Release It!, Michael T. Nygard

I read the Release It! book recently.

The center of the book is building production-ready software. Being on production might be very different from our local, test, staging, any other non-production environments, so we should be aware of potential problems that we might face on the production and we should be ready for them.

Software design as taught today is terribly incomplete. It only talks about what systems should do. It doesn’t address the converse—what systems should not do. They should not crash, hang, lose data, violate privacy, lose money, destroy your company, or kill your customers.

The book covers lots of concepts, some of them are low-level details, some of them are high-level things, so the book is heavy in this manner, it tries to cover many aspects of being on the production; stability, security, deployment, the adaption of changes.

There are some chapters about some cases that the author experienced. I like these cases because they are real rather than theoretical, it makes me more integrated into the content.

I like the first part of the book, Create Stability. The book mentioned some anti-patterns about stability first, then it expresses the stability patterns to not fall into the anti-patterns side. It created much more awareness about stability patterns that I already know. If you don’t follow a checklist you can easily forget some of these patterns while building your software. These patterns cover different things like application integrations, resource usages, thread usages, user request expectations, etc.

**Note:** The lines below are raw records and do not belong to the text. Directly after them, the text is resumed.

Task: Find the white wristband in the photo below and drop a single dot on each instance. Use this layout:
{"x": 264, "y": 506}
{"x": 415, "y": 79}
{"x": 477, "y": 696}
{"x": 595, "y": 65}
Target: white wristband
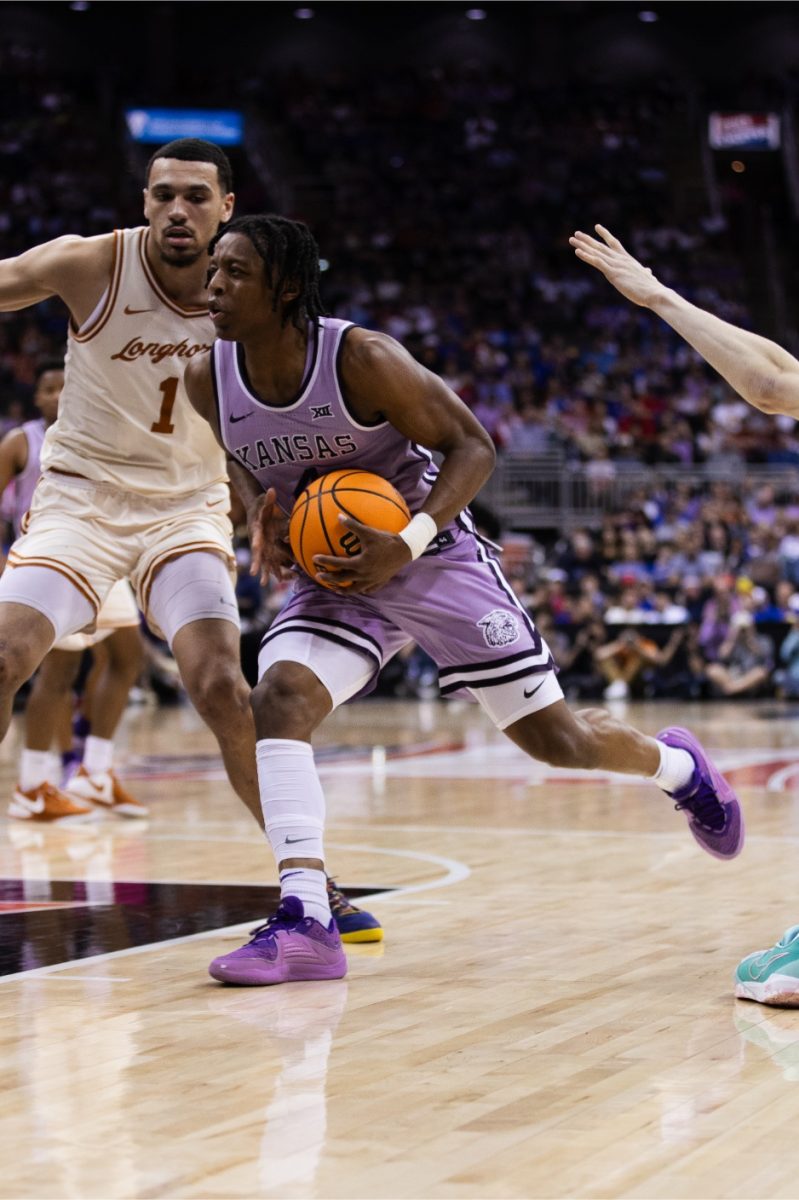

The most remarkable thing for me is about resiliency, especially in a service-oriented environment: Your service should not harm any other service and any other service should not harm your service! Enterprise software must be cynical. So, you need to take some actions to achieve this; circuit breakers, timeouts, back pressure, converting to async communication, or using a front queue for sync communications.

I think it would be great if I can review this book from time to time to keep my awareness up.